A more sustainable option is 'green hydrogen', where the gas is extracted from water by electrolysis, using electricity generated from sustainable sources, such as solar, wind or wave power. 'Yellow' hydrogen uses a similar principle, but the electricity is produced from nuclear power sources. While the potential benefits of being able to turn water into fuel are massive, the problem at the moment is the cost – and the old conundrum of how to produce sufficient quantities of green electricity.
"The beauty of hydrogen is as a portable store of energy," says George. In other words, it is a bit like methane or petrol, but can be produced without the greenhouse gases.
She is also excited by the work at Tyseley Energy Park in Birmingham, home to a government-backed project to produce hydrogen from ammonia. The scheme, funded with the help of a £6.7 million grant from the Department for Business, Energy and Industrial Strategy, aims to design, build, commission, and operate the world’s largest and most efficient ammonia-to-hydrogen conversion unit of its kind, supplying an existing hydrogen vehicle refuelling station.
The Hydex consortium, which includes Keele, Aston and Birmingham universities, reckons early investment in ammonia-hydrogen technology could created more than 97,000 jobs, generating £16 billion for the economy.
George says part of the solution to Britain's energy conundrum may also lie beneath the ground. Anyone who has visited Bath's hot springs will know about the vast untapped source of underground heat. And Keele University is working with Stoke-on-Trent Council on a project which will tap into hot water two miles beneath the city, bringing the energy to the surface through a system of heat exchangers.
"This natural source of heat will have a massive impact on lowering our reliance on imported gas, saving an estimated 10,000 tons of carbon dioxide every year," says George.
"This is the equivalent of taking more than 2,000 cars off the road."
A similar principle will be employed on the site of the former Rugeley Power Station, which was demolished last year after decades of pumping greenhouse gases into the sky. It will be replaced by a 'low-carbon mixed community', deriving its energy from the nearby canals. George also says some of the former mineshafts that lie below the Black Country, Staffordshire and Shropshire could also play an important role in storing energy generated by solar and wind power.
"The problem with solar power is that more energy is needed in the winter months, when there is less sunshine," she says,
"If we could use the energy produced in the summer to heat water and store it underground, we could then use that energy in the winter.
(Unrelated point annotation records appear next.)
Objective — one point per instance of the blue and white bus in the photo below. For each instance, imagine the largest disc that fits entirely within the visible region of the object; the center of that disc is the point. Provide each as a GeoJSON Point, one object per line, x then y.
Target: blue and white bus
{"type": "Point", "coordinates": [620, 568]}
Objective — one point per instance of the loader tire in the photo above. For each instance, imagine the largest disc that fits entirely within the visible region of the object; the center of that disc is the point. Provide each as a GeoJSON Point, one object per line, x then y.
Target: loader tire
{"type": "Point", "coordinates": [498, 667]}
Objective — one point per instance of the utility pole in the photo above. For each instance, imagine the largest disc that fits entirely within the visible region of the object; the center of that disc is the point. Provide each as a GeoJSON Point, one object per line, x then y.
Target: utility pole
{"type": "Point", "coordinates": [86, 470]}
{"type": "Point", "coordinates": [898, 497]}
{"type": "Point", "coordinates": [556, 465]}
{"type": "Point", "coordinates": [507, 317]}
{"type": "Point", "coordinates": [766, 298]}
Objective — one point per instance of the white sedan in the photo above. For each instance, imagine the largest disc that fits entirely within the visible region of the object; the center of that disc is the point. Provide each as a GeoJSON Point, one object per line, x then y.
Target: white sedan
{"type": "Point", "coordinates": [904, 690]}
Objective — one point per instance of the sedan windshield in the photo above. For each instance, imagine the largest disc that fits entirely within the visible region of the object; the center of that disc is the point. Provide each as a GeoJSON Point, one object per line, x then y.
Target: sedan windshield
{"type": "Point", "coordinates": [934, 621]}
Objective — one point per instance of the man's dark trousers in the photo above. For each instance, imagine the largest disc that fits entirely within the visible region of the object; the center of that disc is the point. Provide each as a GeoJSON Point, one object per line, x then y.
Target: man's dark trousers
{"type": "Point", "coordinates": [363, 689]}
Water can retain heat for many months if it is stored underground."
So far, so virtuous, but George also says that a greener future will also require controversial decisions, including investment in nuclear energy.
"We can't have it both ways, you can''t have a secure supply of energy if you are not prepared to make decisions that will be unpopular," she says.
"If we had invested more in nuclear energy, we certainly wouldn't be having the short-term problems we are having to deal with at the moment.
"As we are moving to renewables, we need sources such as nuclear to provide the energy during that transition."
And does that extend to fracking? George is sceptical, but doesn't entirely rule it out, acknowledging that there could be environmental benefits in producing more gas in this country.
"It is probably more efficient than transporting gas across the world, with all the leaks that might entail," she says.
"But you have to remember that shale gas is still a fossil fuel. I think it would probably be better to invest that money in other ways."